全 7 章の構成、基本操作から RAW 現像まで
構成は全 7 章と付録です。第 1 章で各部名称・ファインダーとモニターの使い方・おまかせオートといった基本操作を押さえ、第 2 章でフォーカスシステム、第 3 章で露出と撮影モード、第 4 章で交換レンズによる表現の違いへ進みます。第 5 章はホワイトバランスやクリエイティブスタイルなど色表現、第 6 章は連写・サイレント撮影・ 4K 動画・ボタンカスタマイズや被写体別カスタム設定といった便利機能を扱い、第 7 章では専用ソフトウェアを使ったスマートフォン連携と RAW 現像まで踏み込みます。巻末にはメニュー画面一覧とアクセサリー紹介の付録が付き、番号付きの短い節を積み上げる形式なので、通読しなくても困った箇所だけ引けます。
読みどころはフォーカス設定と撮影後のワークフロー
機種専用ガイドとしての価値が最も出ているのはフォーカスの章です。

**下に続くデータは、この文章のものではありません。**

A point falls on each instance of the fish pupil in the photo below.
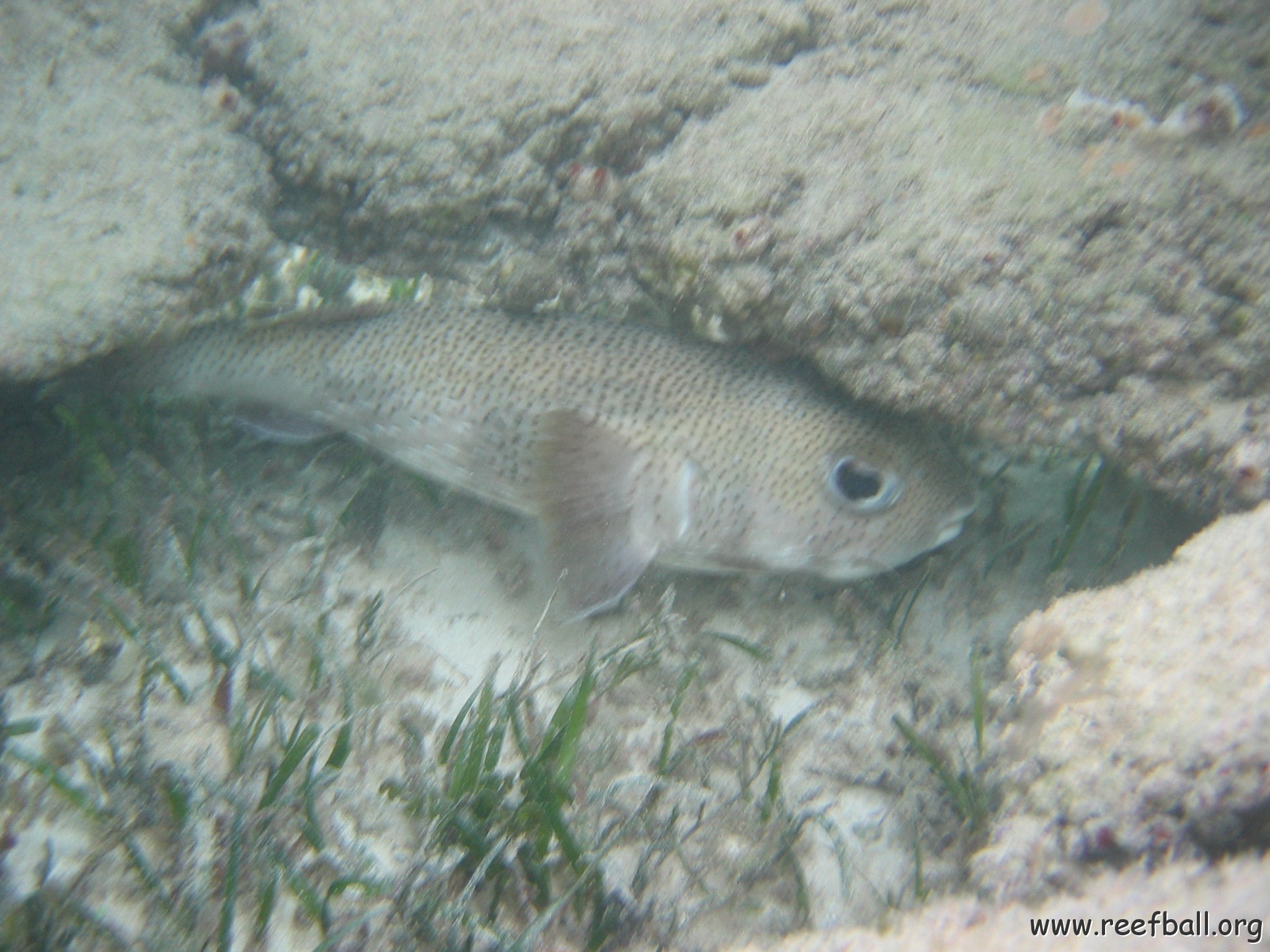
(856, 482)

α 7 III のオートフォーカスは設定の組み合わせが多彩で、フォーカスモードとフォーカスエリアの組み合わせ、瞳 AF やロックオン AF の使い分けは説明書を眺めるだけでは身につきません。本書は組み合わせ例や詳細設定の変更まで節を割いて解説しており、「ピントをカメラ任せにしつつ意図どおりに合わせる」ための設定作法を体系的に学べます。もう 1 つの読みどころが撮影後の流れで、iOS や Android のスマートフォンへ画像を転送する連携アプリ、パソコンでの RAW 現像までを 1 冊の中で扱います。 RAW はセンサーが捉えた生データを保存する形式で、撮影後に露出や色を大きく追い込めるため、フルサイズ機の画質を活かし切るなら避けて通れない工程です。
刊行時期の注意と向いている読者
注意点は刊行が 2019 年 4 月であることです。カメラ本体のファームウェアや連携ソフトウェアは更新で画面・名称・機能が変わり得るため、ソフトウェア章の手順は書面と実機で差が出ている可能性があります。操作ガイドとしての本体部分 (フォーカス・露出・色表現) は機種に固有の内容なので古びにくい一方、本書はあくまで α 7 III 専用であり、後継機や他機種のユーザーが流用するには向きません。また構図理論やライティングを体系的に学ぶ本でもありません。α 7 III を手にしていて、オート任せから一歩踏み出して設定の意味を理解しながら撮りたい人、深いメニューのどこに何があるか地図が欲しい人には、価格に対して十分に元の取れる 1 冊です。
読み終える頃には、撮る前に「フォーカスをどう合わせ、露出をどう決め、色をどう仕上げるか」を自分で選べるようになっているはずです。説明書が苦手でも節単位で拾い読みできる作りなので、カメラと一緒に持ち歩く相棒として選ぶ価値があります。